Dá gosto ver novos movimentos da cena teatral no Brasil. Especialmente em Belo Horizonte, terra de vocação para o boteco e o entretenimento. Verdade. A cidade é dura com quem busca fazer diferente. Que o diga o Grupo Teatro Invertido, com seu galpão de cerca de 150 metros quadrados, e plateia minguada, numa esquina do Bairro Sagrada Família, na noite chuvosa de sábado. Atrair o público para fora do lugar-comum é osso. Proibido retornar, em cartaz pelo Verão Arte Contemporânea, é bom teatro de contramão. Não por acaso, o roteiro é contado de frente para trás.

Proposta compartilhada de arrebatamento sensorial, Proibido retornar se apropria de estrutura dramatúrgica não-linear para levar à cena trajetória infeliz de capiau do interior de Minas em busca de oportunidade na capital. Espetaculariza a desumanização do homem bom, acossado, perdido, longe de suas raízes. Quatro paredes levadas ao chão, o grupo faz uso de ocupação em forma de arena para contar sua história por todos os lados. O quarteto de fôlego se desdobra em uma dezena de personagens para fazer valer o recado de significado avesso, que provoca os cinco sentidos. No esforço para levantar algo autoral de substância, o grupo realizador comete mais acertos que erros.

Considerando que todos os atores, distanciados, participam do discurso direto, entende-se descartável, por exemplo, a existência de um narrador exclusivo, de microfone na mão, para ajudar a costurar a trama. Em Proibido retornar, a boa atriz Rita Maia sobra nessa função. Melhor tê-la chefe de obra ou prostituta-contratante, em jogo de palavras e intenções, do que como apresentadora de programa bizarro.
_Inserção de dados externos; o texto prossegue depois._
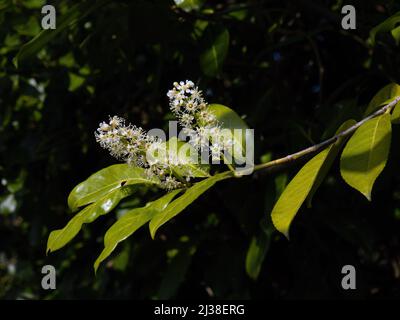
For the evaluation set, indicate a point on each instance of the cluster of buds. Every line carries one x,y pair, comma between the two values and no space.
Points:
198,122
132,144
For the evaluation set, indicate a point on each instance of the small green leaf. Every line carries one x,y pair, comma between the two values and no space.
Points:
130,222
332,153
383,97
229,119
184,200
305,183
184,153
390,24
77,12
105,181
365,154
396,114
59,238
216,44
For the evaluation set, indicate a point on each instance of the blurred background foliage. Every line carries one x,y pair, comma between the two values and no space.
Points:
287,66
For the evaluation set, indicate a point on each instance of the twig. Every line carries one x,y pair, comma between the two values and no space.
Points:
294,156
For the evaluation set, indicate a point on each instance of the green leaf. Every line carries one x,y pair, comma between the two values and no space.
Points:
216,44
332,153
105,181
396,114
365,155
383,97
305,183
59,238
229,119
130,222
184,200
186,154
77,12
390,24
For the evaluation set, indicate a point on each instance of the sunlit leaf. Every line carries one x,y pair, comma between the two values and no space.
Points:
388,25
182,152
130,222
59,238
105,181
332,153
184,200
396,114
306,181
383,97
365,154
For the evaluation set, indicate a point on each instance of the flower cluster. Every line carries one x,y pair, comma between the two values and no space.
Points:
199,123
133,145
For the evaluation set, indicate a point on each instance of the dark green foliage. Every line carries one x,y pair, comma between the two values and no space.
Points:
289,68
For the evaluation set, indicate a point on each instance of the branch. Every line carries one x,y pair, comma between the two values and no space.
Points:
294,156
Camilo Lélis faz de tudo para esconder o comediante agigantado que traz em si e até funciona como protagonista – embora tenha dificuldades para não exagerar nos olhos esbugalhados. Quando entende que, para a verdade, o menos pode ser mais, dá conta de manter o espectador na palma da mão.
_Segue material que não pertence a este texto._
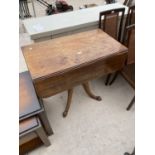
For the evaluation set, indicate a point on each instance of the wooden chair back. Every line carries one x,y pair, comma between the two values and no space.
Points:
129,41
112,23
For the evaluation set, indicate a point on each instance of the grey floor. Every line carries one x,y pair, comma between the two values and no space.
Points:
91,127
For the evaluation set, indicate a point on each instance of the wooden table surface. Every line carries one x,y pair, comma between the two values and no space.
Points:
62,63
28,101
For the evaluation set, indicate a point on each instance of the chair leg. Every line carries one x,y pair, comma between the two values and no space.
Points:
107,79
133,153
114,78
131,104
45,123
40,132
89,92
69,99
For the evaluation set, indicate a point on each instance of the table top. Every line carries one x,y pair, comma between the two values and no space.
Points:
28,102
67,53
65,22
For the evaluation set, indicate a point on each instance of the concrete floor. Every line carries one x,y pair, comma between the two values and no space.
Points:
91,127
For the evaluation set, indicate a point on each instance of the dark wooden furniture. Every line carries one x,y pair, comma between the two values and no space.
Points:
128,72
133,153
63,63
28,102
130,19
29,106
110,1
112,17
29,129
129,2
Rogério Araújo não é artista de excessos. Cumpre com competência suas atribuições e engrandece o patrimônio intelectual de sua companhia. É Kelly Crifer a senhora da cena em Proibido retornar. A atriz demonstra saber bem a diferença entre gesto e ação física – como ensinou o polonês Jerzy Grotowski. Subjuga pausas, respirações e transita com peculiar lisura entre subtextos. Assim como Camilo Lélis no fim do espetáculo, Kelly protagoniza cena das mais belas e difíceis em abnegação. Ao lado de companheiros caros, concretiza teatro de sentido quase obrigatório, que merece respeito. A trilha sonora de Ricardo Garcia também vale registro.

Proibido retornar
Em cartaz na sede do Grupo Teatro Invertido, Rua Célia de Souza, 571, Bairro Sagrada Família. Sábados e domingos, às 20h. Até 7 de fevereiro. Ingressos: R$ 12 (inteira) e R$ 6 (meia-entrada).